Pemerintah Akan Bentuk Program Dana Pengembangan Ketrampilan
Oleh
MEDIANA
·3 menit baca
JAKARTA, KOMPAS - Pemerintah melalui Kementerian Ketenagakerjaan berencana membentuk program Dana Pengembangan Ketrampilan. Program ini bertujuan untuk membantu pembiayaan pelatihan peningkatan kompetensi kepada pekerja berpendidikan rendah serta korban pemutusan hubungan kerja.
Direktur Jenderal Pembinaan Pelatihan dan Produktivitas Kementerian Ketenagakerjaan Bambang Satrio Lelono, Senin (21/5/2018), di Jakarta, mengatakan, program itu tengah dimatangkan. Pembahasannya telah dilakukan bersama di tingkat Kementerian Koordinator Bidang Perekonomian.
Dari pembahasan muncul skema pengumpulan dan sumber dana, seperti anggaran pendapatan dan belanja negara (APBN), imbal hasil dana jaminan sosial ketenagakerjaan, dan aksi tanggung jawab korporasi.
Mengutip data BPS, Bambang menyebutkan, jumlah angkatan kerja yang menganggur, setengah menganggur, dan bekerja paruh waktu mencapai sekitar 40 juta orang pada Februari 2018. Jumlah ini lebih tinggi dibandingkan Agustus 2017, yakni sekitar 34 juta orang.
"Masalah utama ketenagakerjaan Indonesia adalah kesenjangan ketrampilan atau kompetensi. Masalah ini banyak kami jumpai pada mereka yang menganggur, setengah menganggur, ataupun paruh waktu. Angkatan kerja masih didominasi lulusan pendidikan menengah ke bawah," ujar dia.
Upaya mengatasi telah kementerian coba lakukan melalui balai latihan kerja (BLK). Hanya saja, kendalanya sekarang yaitu hanya sepertiga dari 301 total BLK di seluruh Indonesia berada dalam kondisi baik, dilihat dari keberadaan sarana, kurikulum, dan kapasitas instruktur. Sisanya berada dalam kondisi sedang dan buruk. Akibatnya, tingkat serapan para lulusannya ke pasar kerja kurang mencapai 80 persen.
Bambang beralasan, kekurangan dana menjadi penyebab utama pengelolaan BLK kurang optimal. Sebagai gambaran, anggaran Kementerian Ketenagakerjaan tahun 2017 hanya sanggup mendanai pelatihan ketrampilan atau kompetensi kepada 91.000 orang.
Perusahaan swasta juga turut didorong terlibat. Misalnya, melalui program pemagangan kerja. Sasaran utama adalah lulusan sekolah menengah kejuruan. Pada tahun lalu, sekitar 56.000 orang tenaga kerja mengikuti program itu di 1.051 perusahaan.
"Program Dana Pengembangan Ketrampilan bisa nantinya dikelola oleh badan.

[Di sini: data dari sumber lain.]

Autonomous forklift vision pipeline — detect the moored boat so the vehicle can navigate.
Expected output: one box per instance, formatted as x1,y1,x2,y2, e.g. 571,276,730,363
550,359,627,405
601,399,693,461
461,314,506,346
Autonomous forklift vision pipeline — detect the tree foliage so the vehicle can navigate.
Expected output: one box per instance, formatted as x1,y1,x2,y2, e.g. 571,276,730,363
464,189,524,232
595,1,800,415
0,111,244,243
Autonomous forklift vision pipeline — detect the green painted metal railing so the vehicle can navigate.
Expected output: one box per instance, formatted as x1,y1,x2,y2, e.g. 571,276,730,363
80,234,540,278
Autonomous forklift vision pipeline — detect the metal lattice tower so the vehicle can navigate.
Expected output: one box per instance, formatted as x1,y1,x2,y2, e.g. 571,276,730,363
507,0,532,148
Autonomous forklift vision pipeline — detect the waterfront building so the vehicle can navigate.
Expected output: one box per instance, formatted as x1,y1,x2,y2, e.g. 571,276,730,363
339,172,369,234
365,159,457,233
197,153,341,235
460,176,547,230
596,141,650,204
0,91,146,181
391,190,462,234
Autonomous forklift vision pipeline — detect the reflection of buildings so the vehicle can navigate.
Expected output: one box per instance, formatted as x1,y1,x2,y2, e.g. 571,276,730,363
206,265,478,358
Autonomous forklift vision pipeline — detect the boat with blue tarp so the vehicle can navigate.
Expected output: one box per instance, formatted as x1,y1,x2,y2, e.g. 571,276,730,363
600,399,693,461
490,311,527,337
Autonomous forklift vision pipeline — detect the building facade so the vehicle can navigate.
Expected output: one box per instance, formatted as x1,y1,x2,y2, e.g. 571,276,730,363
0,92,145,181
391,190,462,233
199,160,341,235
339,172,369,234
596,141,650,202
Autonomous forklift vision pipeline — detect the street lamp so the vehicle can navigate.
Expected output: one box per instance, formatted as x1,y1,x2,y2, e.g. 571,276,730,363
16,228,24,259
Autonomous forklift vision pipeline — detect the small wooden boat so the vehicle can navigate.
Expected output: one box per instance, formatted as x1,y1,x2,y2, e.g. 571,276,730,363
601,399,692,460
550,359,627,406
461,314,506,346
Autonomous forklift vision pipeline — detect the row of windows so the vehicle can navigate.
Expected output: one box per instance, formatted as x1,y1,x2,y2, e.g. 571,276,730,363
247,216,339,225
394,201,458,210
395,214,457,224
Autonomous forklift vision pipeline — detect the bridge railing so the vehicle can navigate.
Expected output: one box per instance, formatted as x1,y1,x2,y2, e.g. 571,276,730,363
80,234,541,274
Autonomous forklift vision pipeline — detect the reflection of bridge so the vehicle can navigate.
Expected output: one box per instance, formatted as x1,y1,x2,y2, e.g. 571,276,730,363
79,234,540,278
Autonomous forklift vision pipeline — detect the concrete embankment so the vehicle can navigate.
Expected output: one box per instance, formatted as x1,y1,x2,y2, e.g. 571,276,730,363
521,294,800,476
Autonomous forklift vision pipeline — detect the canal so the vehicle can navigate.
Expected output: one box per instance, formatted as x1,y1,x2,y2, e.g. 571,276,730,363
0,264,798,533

Program ini harus dilihat sebagai upaya memfokuskan anggaran pelatihan agar lebih terkoordinatif," katanya.
Sekretaris Jenderal Organisasi Pekerja Seluruh Indonesia (OPSI) Timboel Siregar yang dihubungi secara terpisah, menyambut positif rencana pemerintah membentuk Dana Pengembangan Ketrampilan. Rencana ini sudah tepat apalagi di era industri keempat yang membutuhkan tenaga kerja berketrampilan.
"Angkatan kerja Indonesia masih didominasi oleh lulusan sekolah dasar dan sekolah menengah. Keberadaan Dana Pengembangan Ketrampilan tentu membantu meningkatkan ketrampilan mereka. Kemauan serta komitmen pemerintah merealisasikan dana itu yang ditunggu," ujar dia.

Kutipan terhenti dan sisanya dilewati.